The YMCA in downtown Kansas City, Kan., will remain open for a year with the help of Hollywood Casino revenue.
By KAREN DILLON
The Kansas City Star
Meanwhile, both Raytown and Independence also have been in negotiations with the YMCA but have not reached a resolution.
The YMCA and the Unified Government worked out a deal Thursday night that requires the Kansas City, Kan., government to pay $100,000 for operations of the facility for the next year.
The $100,000 will come from casino revenue that had been earmarked for the city’s parks and recreation department, said city spokesman Edwin Birch.

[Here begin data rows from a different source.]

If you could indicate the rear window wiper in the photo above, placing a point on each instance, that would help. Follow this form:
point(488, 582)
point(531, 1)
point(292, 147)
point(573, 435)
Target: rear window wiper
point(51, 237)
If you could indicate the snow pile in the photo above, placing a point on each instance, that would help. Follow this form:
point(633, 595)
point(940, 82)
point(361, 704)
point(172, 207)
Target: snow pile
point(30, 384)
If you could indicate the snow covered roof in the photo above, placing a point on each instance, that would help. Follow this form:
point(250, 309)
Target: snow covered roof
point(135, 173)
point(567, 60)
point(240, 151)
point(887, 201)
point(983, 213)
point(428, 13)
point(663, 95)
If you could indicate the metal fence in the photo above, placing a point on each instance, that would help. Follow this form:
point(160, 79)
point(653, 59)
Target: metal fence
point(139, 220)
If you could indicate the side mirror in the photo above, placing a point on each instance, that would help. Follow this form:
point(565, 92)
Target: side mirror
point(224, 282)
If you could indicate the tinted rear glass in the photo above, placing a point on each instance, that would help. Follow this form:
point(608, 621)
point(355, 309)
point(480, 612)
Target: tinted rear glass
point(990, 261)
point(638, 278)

“The benefits of the casino, that revenue, helped us basically fill in a gap that we didn’t know was coming,” Birch said Friday.
The money will be used to pay for operations and possibly maintenance on the 8th Street Family YMCA, Birch said. It also buys the city a year, and by next April officials hope to have a plan that will keep the Y’s doors open.
“We are grateful to the Unified Government for their financial investment so that together we can continue to serve the Kansas City, Kan., community,” said David Byrd, president and CEO of the YMCA of Greater Kansas City.
Last month, the YMCA announced it was closing three facilities in Kansas City, Kan., Independence and Raytown next Friday. It also announced plans to build a new YMCA at 10th Street and Grand Boulevard in downtown Kansas City.
Independence is moving in a different direction, officials there said Friday.
The Independence school district had attempted to buy the city’s YMCA, but Y officials said the district’s offer was not close to fair market value, so the Y said it will put the building on the market.
Eric Urfer, director of the Independence parks department, said the city, along with the school district, can pick up some programs the Y offered.
The parks department already offered similar programs at its three recreation centers. In addition, the city already planned to build a new general-purpose aerobic fitness area later this year. The completion date has been moved up.
The school district just renovated the Henley Aquatic Center and has expanded its hours and programs to accommodate members of the Y.
Questions remain in Raytown.
The Y acknowledged that its membership had declined to 1,000 from 2,000, resulting in $2.1 million in deferred maintenance.
Raytown officials said the Y wanted assurances that the city would take care of that maintenance, but the city did not think that was reasonable, said city spokeswoman Brenda Gustafson.
The city asked the Y to give it six months to see what its citizens wanted to do, but the Y said it could not afford to wait. In addition, the Y suggested the city subsidize memberships at a cost of several hundred thousand dollars over five years, Gustafson said.